Football in England steeped in tradition.
The season starts, traditionally, with the Community Shield, wherein the league champion plays the FA Cup victor. There is the November tradition of Arsenal going on a month-long slump. The December tradition of Arsene Wenger doing just enough to keep his job in London. The traditional holiday fixture list, with matches coming “thick and fast” between the end of December and the beginning of January. There is the tradition of describing said games as coming “thick and fast.” There is the traditional eschewing of a winter break. And the traditional moaning about no winter break from the country’s top managers and Jose Mourinho.
Traditions are very important to English football.
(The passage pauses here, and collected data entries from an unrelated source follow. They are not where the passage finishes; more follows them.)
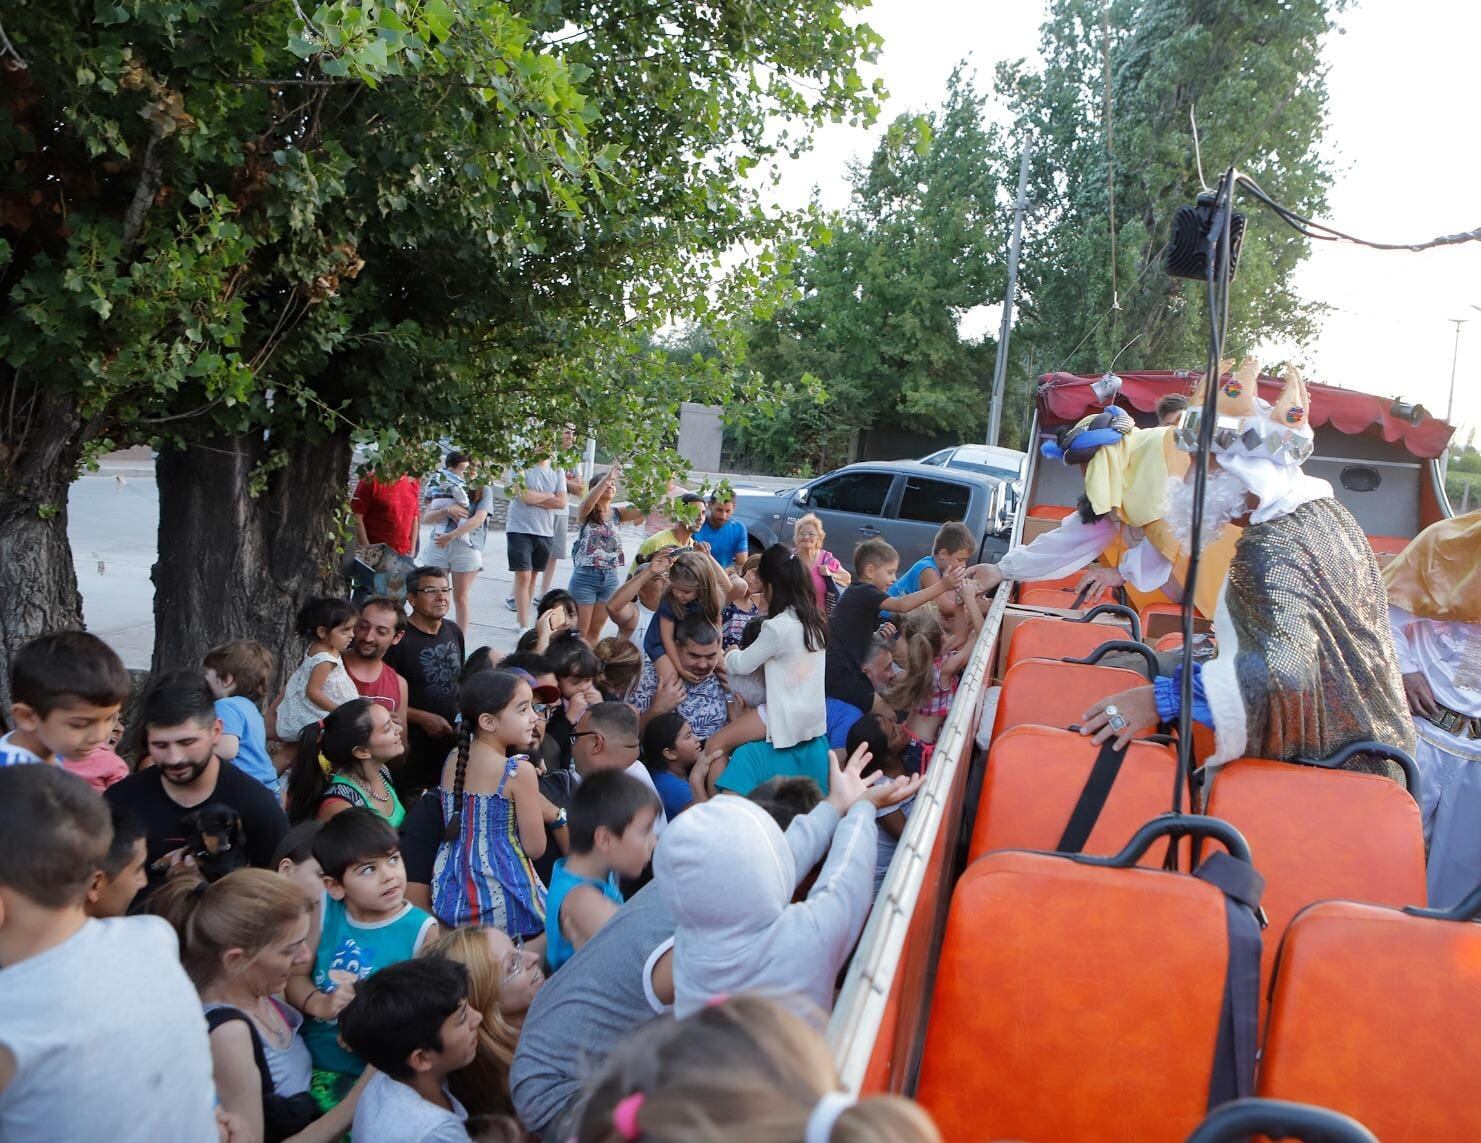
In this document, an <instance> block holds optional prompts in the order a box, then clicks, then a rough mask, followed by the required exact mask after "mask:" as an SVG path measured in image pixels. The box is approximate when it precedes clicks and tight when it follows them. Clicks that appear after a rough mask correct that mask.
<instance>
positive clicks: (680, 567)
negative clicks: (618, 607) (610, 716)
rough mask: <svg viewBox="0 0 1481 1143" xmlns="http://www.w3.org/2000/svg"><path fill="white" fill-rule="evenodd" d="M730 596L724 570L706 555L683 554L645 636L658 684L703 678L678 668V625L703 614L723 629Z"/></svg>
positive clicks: (712, 626)
mask: <svg viewBox="0 0 1481 1143" xmlns="http://www.w3.org/2000/svg"><path fill="white" fill-rule="evenodd" d="M729 594H730V583H729V580H724V579H723V577H721V571H720V566H718V564H717V563H715V561H714V560H711V558H709V557H708V555H706V554H705V552H696V551H683V552H678V554H677V555H675V557H674V563H672V564H671V566H669V569H668V589H666V591H665V592H663V595H662V597H661V598H659V601H658V610H656V611H655V614H653V622H650V623H649V628H647V632H644V635H643V653H644V654H647V657H649V659H650V660H652V663H653V669H655V671H656V672H658V681H659V683H661V684H662V683H666V681H668V680H671V678H683V680H684V681H686V683H698V681H699V678H698V677H695V675H692V674H690V672H689V671H686V669H683V668H681V666H678V656H677V654H675V650H674V648H675V646H677V644H675V643H674V625H675V623H677V622H678V620H680V619H684V617H686V616H692V614H701V616H703V617H705V620H706V622H708V623H709V625H711V626H712V628H717V629H718V628H720V614H721V611H723V609H724V606H726V598H727V597H729Z"/></svg>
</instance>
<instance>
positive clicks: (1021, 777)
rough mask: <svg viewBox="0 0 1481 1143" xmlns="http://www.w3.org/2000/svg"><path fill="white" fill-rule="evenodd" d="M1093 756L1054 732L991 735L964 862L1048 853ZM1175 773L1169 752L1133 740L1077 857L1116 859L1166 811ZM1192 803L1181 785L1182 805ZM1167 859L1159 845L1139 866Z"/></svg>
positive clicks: (1159, 748)
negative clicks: (1148, 826)
mask: <svg viewBox="0 0 1481 1143" xmlns="http://www.w3.org/2000/svg"><path fill="white" fill-rule="evenodd" d="M1099 752H1100V748H1099V746H1094V745H1091V742H1090V739H1089V737H1084V736H1083V734H1077V733H1074V731H1069V730H1056V728H1053V727H1034V725H1019V727H1013V730H1009V731H1006V733H1004V734H1001V736H1000V737H995V739H994V740H992V751H991V752H989V754H988V768H986V771H985V776H983V780H982V798H980V800H979V802H977V819H976V822H974V825H973V828H972V845H970V848H969V850H967V860H969V862H973V860H976V859H977V857H980V856H982V854H985V853H988V851H991V850H1053V848H1054V847H1056V845H1057V844H1059V841H1060V837H1062V835H1063V834H1065V826H1066V825H1068V823H1069V816H1071V813H1072V811H1074V808H1075V804H1077V802H1078V800H1080V794H1081V791H1083V789H1084V788H1086V780H1087V779H1089V777H1090V771H1091V767H1093V765H1094V762H1096V755H1097V754H1099ZM1174 773H1177V755H1176V754H1174V752H1173V751H1171V749H1169V748H1167V746H1163V745H1160V743H1155V742H1133V743H1131V745H1130V746H1129V748H1127V752H1126V758H1124V761H1123V762H1121V770H1120V771H1118V773H1117V776H1115V783H1114V785H1112V786H1111V792H1109V795H1108V797H1106V801H1105V807H1103V808H1102V810H1100V816H1099V817H1097V819H1096V825H1094V828H1093V829H1091V831H1090V835H1089V837H1087V838H1086V842H1084V848H1083V853H1091V854H1100V856H1109V854H1114V853H1118V851H1120V850H1121V847H1123V845H1126V842H1127V841H1130V838H1131V835H1133V834H1136V831H1137V829H1140V828H1142V826H1143V825H1145V823H1146V822H1149V820H1151V819H1154V817H1157V814H1160V813H1163V811H1164V810H1169V808H1171V800H1173V774H1174ZM1191 804H1192V802H1191V800H1189V794H1188V786H1186V780H1185V785H1183V805H1185V807H1186V805H1191ZM1166 854H1167V842H1166V841H1160V842H1157V844H1155V845H1152V848H1149V850H1148V851H1146V856H1145V857H1142V865H1148V866H1152V868H1161V865H1163V857H1164V856H1166Z"/></svg>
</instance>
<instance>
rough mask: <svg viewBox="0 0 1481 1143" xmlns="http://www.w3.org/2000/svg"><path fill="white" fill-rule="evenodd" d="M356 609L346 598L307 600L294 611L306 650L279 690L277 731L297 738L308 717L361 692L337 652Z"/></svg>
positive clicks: (305, 723) (316, 714) (352, 627)
mask: <svg viewBox="0 0 1481 1143" xmlns="http://www.w3.org/2000/svg"><path fill="white" fill-rule="evenodd" d="M358 617H360V611H358V610H357V609H355V606H354V604H352V603H350V601H348V600H335V598H330V597H324V598H318V600H310V601H308V603H307V604H304V607H302V609H301V610H299V613H298V634H299V635H302V637H304V638H305V640H308V650H307V651H305V654H304V662H302V663H299V666H298V671H295V672H293V675H292V677H290V678H289V681H287V686H286V687H284V690H283V702H281V703H280V705H278V711H277V736H278V737H280V739H284V740H290V739H296V737H298V736H299V734H301V733H302V731H304V727H307V725H308V724H310V723H317V721H320V720H321V718H324V717H327V715H329V712H330V711H333V709H335V708H336V706H339V705H341V703H345V702H350V700H351V699H357V697H360V691H358V690H355V684H354V680H351V678H350V672H348V671H345V665H344V660H342V659H341V657H339V656H341V654H344V651H345V648H347V647H348V646H350V643H351V641H352V640H354V637H355V620H357V619H358Z"/></svg>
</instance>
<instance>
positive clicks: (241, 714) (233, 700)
mask: <svg viewBox="0 0 1481 1143" xmlns="http://www.w3.org/2000/svg"><path fill="white" fill-rule="evenodd" d="M216 718H219V720H221V733H222V734H233V736H235V739H237V757H235V758H233V760H231V764H233V765H235V767H237V768H238V770H241V771H243V773H244V774H247V776H250V777H255V779H256V780H258V782H261V783H262V785H264V786H267V788H268V789H270V791H273V792H274V794H277V792H278V783H277V767H275V765H273V760H271V758H268V728H267V725H265V724H264V721H262V712H261V711H259V709H258V708H256V703H253V702H252V700H250V699H244V697H241V696H240V694H228V696H227V697H225V699H216Z"/></svg>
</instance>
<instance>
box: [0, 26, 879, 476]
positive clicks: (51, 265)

And these traditions must be upheld, rigorously.
But the tradition of not taking a mid-winter break is now under consideration, as the Premier League looks ahead to the next TV deal, set to start in 2019. According to the BBC, the league is currently looking into implementing a winter break, in January, following the traditional run of holiday fixtures.
There is no word yet as to how this would impact the domestic club competitions, or, how long the break would last. The longest break among Europe’s top leagues this season came in the Bundesliga, with German clubs enjoying a 22-day vacation.
Traditionalists are sure to be against this, but well-rested squads are bound to produce better football in the second half of the season. It might even have the knock-on effect of helping England avoid the traditional choke job in major competitions.
However, certain managers (looking at you, Jose) will now have to come up with new excuses as to why their excessively expensive clubs are underperforming around this point in the season.